I was rather fond of Bartimaeus in that Jonathan Stroud's Bartimaeus (+1) Trilogy. Bartimaeus was funny. And I did enjoy being insulted by footnotes. I don't believe i would have known what footnotes were otherwise.
Aragorn, son of Arathorn, was pretty cool, too. But, boy, was that a long time ago.
I only have four Asimov books left, and I'm midway through Robots and Empire (so maybe that should be three-and-a-half books). For some reason, it absolutely gutted me that Elijah Baley wasn't at the center of this mess. I'd kind of started taking him and his Holmesian deductive powers for granted over the course of the last three books.

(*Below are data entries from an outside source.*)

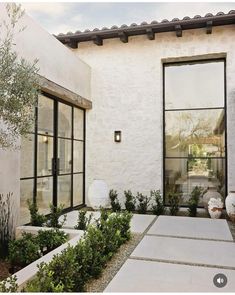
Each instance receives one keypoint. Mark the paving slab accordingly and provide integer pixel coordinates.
(149, 276)
(139, 222)
(212, 253)
(202, 228)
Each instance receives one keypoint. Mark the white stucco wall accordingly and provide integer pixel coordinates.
(55, 62)
(127, 95)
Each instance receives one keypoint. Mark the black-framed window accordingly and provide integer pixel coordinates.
(52, 157)
(194, 127)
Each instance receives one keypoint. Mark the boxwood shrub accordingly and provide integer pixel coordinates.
(75, 266)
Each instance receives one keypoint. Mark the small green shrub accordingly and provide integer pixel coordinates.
(113, 196)
(9, 285)
(48, 240)
(158, 208)
(24, 250)
(130, 201)
(174, 202)
(193, 201)
(36, 219)
(44, 281)
(71, 270)
(142, 206)
(55, 213)
(83, 221)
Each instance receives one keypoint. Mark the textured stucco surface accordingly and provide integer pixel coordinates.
(127, 95)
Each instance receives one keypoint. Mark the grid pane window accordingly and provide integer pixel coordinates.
(52, 166)
(194, 128)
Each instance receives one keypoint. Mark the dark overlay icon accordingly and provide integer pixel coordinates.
(220, 280)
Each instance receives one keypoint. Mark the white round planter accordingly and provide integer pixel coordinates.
(98, 194)
(211, 193)
(215, 207)
(230, 205)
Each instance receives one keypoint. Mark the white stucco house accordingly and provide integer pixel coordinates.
(166, 89)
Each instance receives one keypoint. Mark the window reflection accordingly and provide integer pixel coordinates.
(195, 133)
(196, 85)
(182, 175)
(194, 128)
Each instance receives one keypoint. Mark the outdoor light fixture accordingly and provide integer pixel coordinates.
(45, 138)
(117, 136)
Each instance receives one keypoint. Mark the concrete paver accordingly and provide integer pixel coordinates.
(204, 228)
(150, 276)
(187, 251)
(139, 222)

Too bad that two hundred Galactic Standard Years have passed since the last one.
And yet Asimov keeps bringing him up, throwing in little flashbacks that hint at the greater half of Baley's life that was left untold, each one ending with a heavy finality that is thwarted by the next flashback, killing and reviving in one breath. It's like Baley's ghost haunts these stories. Elijah Baley was mentioned in the last book of the Foundation series, thousands and thousands of Galactic Standard Years in the fictional future of the galaxy, and yet Foundation was started several real Earth-years before Elijah Baley was ever written to life.
So, in a way, Lije Baley never really dies, just as Daneel Olivaw never really lives.
I guess there's comfort in knowing that. Always the wheels of time spin forward, yet to the eye, they backwards sometimes turn.